Elizabeth (Lisa) Nisbet is an Assistant Professor of Psychology at Trent University in Peterborough and an Adjunct Professor of Psychology at Carleton University in Ottawa. Her research encompasses personality, social, health, and environmental psychology, exploring individual differences in ‘nature relatedness’ and the links between human-nature relationships, happiness, health, and sustainable behaviour. Her work is supported by the Social Sciences and Humanities Research Council of Canada (SSHRC) and appears in Environment and Behaviour, Canadian Psychology, the Journal of Happiness Studies, and Psychological Science. Dr. Nisbet teaches courses on health psychology, emotion and motivation, personality, and the psychology of environmental behaviour. She is an avid (and happy) nature enthusiast. For more information, visit http://www.naturerelatedness.ca
Talk description: Sustainability is in our Nature: Linking Individual Differences in Nature Relatedness to Well-being and Environmental Behaviour
Bob Paehlke: Wed, Feb 27th, 4 pm – 7 pm: Traill College, Bagnani Hall, Room 101
Stephen Hill: Wed, March 6th, 4 pm – 6 pm: Blackburn Hall, Room 126
David Brooks: Wed, March 20th, 2 pm – 5 pm: Blackburn Hall, Room 126
Lisa Nisbet: Wed, March 27th, 4 pm – 7 pm: Traill College, Bagnani Hall, Room 101
Quick Facts:
The Community colloquiums are a required course for all MA Sustainability Studies students, bringing together students, community members, faculty, visiting scholars and experts for an intensive exploration of relevant historical, theoretical and practical issues. Each talk examines how we, as a global human community, can foster social equity, stimulate our economy and still limit our impact on the natural environment.

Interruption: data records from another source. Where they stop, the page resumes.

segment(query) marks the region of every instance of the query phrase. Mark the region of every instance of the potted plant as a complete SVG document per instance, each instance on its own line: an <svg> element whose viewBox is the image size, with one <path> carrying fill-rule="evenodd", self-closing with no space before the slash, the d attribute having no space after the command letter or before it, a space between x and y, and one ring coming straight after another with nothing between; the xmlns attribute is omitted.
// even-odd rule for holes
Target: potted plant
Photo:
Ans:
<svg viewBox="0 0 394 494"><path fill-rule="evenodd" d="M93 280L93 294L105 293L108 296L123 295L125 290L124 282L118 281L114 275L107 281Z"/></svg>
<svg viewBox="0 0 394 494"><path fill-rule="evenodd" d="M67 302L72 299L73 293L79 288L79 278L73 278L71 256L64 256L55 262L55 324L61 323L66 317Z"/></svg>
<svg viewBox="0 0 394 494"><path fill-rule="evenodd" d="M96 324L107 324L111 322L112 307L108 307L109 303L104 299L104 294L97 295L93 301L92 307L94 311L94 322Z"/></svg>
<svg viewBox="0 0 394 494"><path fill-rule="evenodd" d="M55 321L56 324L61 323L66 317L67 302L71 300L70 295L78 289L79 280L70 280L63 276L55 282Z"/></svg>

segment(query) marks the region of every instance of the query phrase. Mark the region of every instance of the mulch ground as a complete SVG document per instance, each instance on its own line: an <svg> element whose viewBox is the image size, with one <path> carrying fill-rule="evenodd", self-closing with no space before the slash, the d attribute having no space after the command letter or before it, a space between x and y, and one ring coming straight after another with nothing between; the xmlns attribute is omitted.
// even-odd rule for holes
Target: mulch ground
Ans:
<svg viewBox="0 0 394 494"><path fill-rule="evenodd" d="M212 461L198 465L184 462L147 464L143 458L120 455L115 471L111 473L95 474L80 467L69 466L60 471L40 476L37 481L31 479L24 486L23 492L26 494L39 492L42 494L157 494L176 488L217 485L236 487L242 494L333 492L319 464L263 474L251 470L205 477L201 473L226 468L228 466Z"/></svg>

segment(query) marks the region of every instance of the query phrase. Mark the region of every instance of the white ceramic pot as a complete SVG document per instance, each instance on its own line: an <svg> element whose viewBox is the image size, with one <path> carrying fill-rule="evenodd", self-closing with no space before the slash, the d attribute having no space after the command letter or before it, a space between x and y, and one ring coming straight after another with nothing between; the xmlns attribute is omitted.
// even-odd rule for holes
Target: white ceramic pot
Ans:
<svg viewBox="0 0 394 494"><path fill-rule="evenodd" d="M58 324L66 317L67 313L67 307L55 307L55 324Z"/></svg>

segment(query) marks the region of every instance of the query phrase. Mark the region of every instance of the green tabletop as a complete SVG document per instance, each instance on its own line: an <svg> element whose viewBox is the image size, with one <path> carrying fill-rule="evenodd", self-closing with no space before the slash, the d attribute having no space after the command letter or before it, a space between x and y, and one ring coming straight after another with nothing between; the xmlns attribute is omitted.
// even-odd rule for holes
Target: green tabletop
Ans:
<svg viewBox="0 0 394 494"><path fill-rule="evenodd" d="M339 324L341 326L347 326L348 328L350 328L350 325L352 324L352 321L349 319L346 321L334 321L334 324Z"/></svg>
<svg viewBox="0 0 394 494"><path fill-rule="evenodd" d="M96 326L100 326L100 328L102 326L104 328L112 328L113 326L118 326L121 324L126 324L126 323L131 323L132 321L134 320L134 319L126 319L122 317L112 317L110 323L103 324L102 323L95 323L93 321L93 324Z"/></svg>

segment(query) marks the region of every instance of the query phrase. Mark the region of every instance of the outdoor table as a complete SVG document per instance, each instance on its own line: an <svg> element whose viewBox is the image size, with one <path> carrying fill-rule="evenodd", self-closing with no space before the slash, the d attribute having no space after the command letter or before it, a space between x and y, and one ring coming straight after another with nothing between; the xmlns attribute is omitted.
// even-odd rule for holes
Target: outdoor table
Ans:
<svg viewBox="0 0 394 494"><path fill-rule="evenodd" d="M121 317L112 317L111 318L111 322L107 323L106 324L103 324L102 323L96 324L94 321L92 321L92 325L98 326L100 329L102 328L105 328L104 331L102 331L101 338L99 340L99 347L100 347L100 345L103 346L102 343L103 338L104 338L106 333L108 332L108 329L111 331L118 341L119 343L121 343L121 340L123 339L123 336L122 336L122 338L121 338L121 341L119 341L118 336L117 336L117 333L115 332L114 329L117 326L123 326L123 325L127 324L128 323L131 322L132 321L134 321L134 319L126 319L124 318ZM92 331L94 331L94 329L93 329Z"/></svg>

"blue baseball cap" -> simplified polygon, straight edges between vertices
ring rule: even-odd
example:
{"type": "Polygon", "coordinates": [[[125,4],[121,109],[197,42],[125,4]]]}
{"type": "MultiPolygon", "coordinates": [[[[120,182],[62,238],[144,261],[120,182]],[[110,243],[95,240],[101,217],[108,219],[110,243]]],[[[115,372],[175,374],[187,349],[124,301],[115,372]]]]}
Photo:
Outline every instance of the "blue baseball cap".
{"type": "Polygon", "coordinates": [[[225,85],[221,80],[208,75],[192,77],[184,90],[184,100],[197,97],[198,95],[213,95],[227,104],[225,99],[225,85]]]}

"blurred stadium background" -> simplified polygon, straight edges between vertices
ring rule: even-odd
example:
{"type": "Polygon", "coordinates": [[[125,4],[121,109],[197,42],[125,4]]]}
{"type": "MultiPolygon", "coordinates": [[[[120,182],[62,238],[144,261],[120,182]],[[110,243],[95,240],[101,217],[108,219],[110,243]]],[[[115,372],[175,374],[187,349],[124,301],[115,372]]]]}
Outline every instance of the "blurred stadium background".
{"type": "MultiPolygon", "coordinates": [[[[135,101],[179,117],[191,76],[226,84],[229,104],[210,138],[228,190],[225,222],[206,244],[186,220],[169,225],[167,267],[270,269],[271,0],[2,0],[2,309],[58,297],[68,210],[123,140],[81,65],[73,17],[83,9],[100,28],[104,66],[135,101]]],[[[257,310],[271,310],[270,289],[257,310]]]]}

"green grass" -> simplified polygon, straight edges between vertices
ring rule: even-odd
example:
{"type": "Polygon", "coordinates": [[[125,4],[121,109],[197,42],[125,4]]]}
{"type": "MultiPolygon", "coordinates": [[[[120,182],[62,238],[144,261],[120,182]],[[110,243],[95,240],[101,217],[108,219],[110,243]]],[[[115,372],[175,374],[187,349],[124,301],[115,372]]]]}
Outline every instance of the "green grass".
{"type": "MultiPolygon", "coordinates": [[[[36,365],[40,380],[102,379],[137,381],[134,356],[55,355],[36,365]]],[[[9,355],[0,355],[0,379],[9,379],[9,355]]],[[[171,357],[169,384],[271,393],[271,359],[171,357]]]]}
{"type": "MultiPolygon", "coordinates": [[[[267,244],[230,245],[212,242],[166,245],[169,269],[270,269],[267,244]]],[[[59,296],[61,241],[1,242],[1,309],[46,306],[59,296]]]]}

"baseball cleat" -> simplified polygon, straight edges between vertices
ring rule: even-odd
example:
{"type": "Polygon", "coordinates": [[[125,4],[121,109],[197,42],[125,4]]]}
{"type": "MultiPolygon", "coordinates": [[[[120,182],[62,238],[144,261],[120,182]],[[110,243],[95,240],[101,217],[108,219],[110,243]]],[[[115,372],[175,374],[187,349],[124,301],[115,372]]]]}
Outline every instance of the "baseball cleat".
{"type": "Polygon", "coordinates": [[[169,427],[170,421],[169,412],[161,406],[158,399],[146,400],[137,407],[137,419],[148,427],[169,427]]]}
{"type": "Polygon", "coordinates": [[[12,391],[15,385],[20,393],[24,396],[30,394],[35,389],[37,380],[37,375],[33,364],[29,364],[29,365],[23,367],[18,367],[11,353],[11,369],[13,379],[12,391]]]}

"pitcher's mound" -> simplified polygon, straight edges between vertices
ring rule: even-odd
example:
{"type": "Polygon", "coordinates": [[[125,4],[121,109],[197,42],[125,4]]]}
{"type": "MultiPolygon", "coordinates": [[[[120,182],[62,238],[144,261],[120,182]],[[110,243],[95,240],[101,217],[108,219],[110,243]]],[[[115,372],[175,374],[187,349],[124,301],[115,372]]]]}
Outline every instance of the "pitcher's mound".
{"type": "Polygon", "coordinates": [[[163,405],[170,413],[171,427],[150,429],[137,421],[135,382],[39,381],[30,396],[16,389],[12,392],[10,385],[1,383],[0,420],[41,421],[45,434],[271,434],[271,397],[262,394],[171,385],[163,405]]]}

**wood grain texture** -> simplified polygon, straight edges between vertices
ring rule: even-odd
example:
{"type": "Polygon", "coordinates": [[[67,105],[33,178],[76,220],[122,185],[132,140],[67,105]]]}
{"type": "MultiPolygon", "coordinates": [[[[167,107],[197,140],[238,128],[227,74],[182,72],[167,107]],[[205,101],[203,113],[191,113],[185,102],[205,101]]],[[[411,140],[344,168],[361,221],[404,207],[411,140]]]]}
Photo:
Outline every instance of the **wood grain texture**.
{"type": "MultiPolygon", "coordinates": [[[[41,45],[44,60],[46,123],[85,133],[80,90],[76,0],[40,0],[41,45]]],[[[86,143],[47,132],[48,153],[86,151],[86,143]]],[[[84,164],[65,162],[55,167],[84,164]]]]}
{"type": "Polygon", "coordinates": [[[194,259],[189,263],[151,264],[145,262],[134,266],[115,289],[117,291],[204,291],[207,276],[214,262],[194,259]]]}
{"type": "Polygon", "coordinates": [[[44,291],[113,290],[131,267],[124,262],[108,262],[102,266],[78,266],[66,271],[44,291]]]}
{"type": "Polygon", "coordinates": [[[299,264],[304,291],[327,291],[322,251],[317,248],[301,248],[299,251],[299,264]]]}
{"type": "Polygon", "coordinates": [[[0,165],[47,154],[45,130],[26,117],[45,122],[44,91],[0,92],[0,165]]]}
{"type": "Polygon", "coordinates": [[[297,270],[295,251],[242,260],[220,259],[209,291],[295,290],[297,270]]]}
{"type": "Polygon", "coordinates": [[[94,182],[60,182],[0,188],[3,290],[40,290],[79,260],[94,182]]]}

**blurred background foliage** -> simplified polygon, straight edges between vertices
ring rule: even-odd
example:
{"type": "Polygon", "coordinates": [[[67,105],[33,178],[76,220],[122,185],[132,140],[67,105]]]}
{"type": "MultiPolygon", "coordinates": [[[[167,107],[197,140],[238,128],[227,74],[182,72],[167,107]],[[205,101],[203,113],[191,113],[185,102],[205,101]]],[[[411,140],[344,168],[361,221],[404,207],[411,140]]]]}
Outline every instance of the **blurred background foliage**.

The M.A. in Sustainability Studies is an interdisciplinary research and reflective practice training program designed to enable students to explore the sustainability of human societies and the natural environment on which they depend. The program aims to provide students with education and training that will prepare them to be intellectual and organizational leaders within academia, government, industry, and the non-profit sector. The program attracts students from around the world and this coming September will see the fourth cohort begin the two year full-time program.
The research area of MA students is vast and covers everything from:
sustainability of aid work in post-earthquake Haiti
social and cultural sustainability in Northern and Indigenous communities
urban food security and the potentials of vertical farming and
how small rurally situated cities in Ontario can learn from successful and sustainable economic initiatives in developing countries and Scandinavian.